No entender do diretor de Marketing da Drogaria São Paulo, entretanto, a indústria ainda não está plenamente preparada para exercitar o trade. Segundo ele, o próprio varejo ainda está aprendendo a fazê-lo. Ele explica que, há alguns anos, quando surgiu a terminologia do trade marketing, ele mesmo criou na DSP um núcleo interno aqui chamado “Trade”, cuja proposta ainda está em fase de assimilação pela empresa. “Na prática, o que é o trade para o varejo? Bem, o trade é um núcleo para geração de negócios, ou seja, um núcleo de aumento de vendas e capitação de receitas. Então, na prática, o trade induz as indústrias a ativar o seu produto e, nessa ativação, a investir nos veículos da casa. Fazendo a ativação a gente fomenta a venda, e investindo nos veículos da casa eu capto receita não operacional”, infere André Elias. “No entanto, a indústria vê o trade como uma célula de aproximação com o varejo. Então, a equipe de trade vem até as farmácias para entender a cultura da empresa, saber como as coisas são decididas. Na verdade, para a indústria, o trade é aquela equipe que vai conhecer o varejo e poder traduzir para a indústria os pensamentos do varejo”, complementa.
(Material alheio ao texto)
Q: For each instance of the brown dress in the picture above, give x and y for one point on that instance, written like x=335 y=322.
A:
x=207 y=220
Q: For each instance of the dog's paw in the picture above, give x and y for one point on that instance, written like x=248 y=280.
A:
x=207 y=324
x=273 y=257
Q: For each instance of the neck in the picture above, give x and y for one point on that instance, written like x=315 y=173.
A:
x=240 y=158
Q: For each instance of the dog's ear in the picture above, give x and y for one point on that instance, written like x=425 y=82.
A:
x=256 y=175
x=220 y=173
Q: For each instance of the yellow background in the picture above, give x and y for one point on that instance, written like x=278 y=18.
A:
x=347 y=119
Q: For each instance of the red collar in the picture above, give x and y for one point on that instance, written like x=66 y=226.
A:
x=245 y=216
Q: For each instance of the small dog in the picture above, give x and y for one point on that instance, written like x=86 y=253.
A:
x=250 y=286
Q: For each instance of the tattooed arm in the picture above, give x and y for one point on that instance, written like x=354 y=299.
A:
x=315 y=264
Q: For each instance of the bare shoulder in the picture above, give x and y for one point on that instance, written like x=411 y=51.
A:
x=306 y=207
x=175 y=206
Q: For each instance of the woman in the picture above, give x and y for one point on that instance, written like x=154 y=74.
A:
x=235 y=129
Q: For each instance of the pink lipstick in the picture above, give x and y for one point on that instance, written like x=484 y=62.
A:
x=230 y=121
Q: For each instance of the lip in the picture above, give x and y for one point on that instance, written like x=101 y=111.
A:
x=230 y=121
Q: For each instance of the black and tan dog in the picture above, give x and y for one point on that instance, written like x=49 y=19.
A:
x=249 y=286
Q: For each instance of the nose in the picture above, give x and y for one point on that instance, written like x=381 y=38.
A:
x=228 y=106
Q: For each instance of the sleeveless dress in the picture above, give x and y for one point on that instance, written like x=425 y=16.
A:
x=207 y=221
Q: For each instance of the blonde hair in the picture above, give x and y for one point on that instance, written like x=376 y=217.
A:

De uma forma geral, entretanto, o grande problema nessa história, é que os profissionais de Marketing da indústria estão mais ligados à relação com mídia e promoção do que em entender o varejista. Em outras palavras, são raros os casos em que o pessoal do Marketing está disposto a vir junto com o trade e entender e vivenciar o negócio. Também é fato que existem algumas indústrias que estão, hoje, um pouco mais maduras no trade. “A estas eu chamo de casos exemplares. Elas não se preocupam somente em atender o nosso chamado, mas também se propõem a dar algo mais. E, às vezes, elas chegam a nos surpreender com essas ofertas. Sendo mais claro, são empresas que oferecem possibilidades de parceria em diversas direções, porém que não querem impor sua maneira de fazer trade”, relata André.

E é só especificamente nesses casos que o trade acaba se tornando uma viabilização prática de parceria, isso não quer dizer que ele está dizendo sim para tudo, mas que ele está abrindo um canal de mão-dupla de comunicação, de troca, e isso é raro. “Na prática, o trade hoje está quase todo instituído em todas as empresas. Porém, existem indústrias hoje que tendem a nos surpreender positivamente, conseguem ser realmente parceiros”, sublinha o dirigente da DPSP.

Para que, na prática, o canal farma consiga trabalhar com mais categorias interessantes na farmácia, como, por exemplo, maquiagem e perfumaria, a intervenção da indústria tem sido fundamental. André Elias afirma que nas grande empresas existe muita gente preparada. Porém, fazendo um “mea culpa”, ele ainda afirma que, não raro, esses projetos demoram mais por conta da inoperância do canal farma e da limitação natural das equipes que trabalham nas redes, do que, propriamente, por conta da indústria. E ainda existem determinados projetos em que o problema nem é equipe e o tempo, mas o dinheiro. “Muitas vezes, o difícil é você conseguir convencer a Diretoria ou os acionistas das redes de que vale a pena investir naquela reformulação. Quando o projeto é integralmente custeado pela indústria, fica fácil você aprovar. Porém, quando não é assim, às vezes, o projeto pode esbarrar nesses desdobramentos do quanto custa”, finaliza o executivo.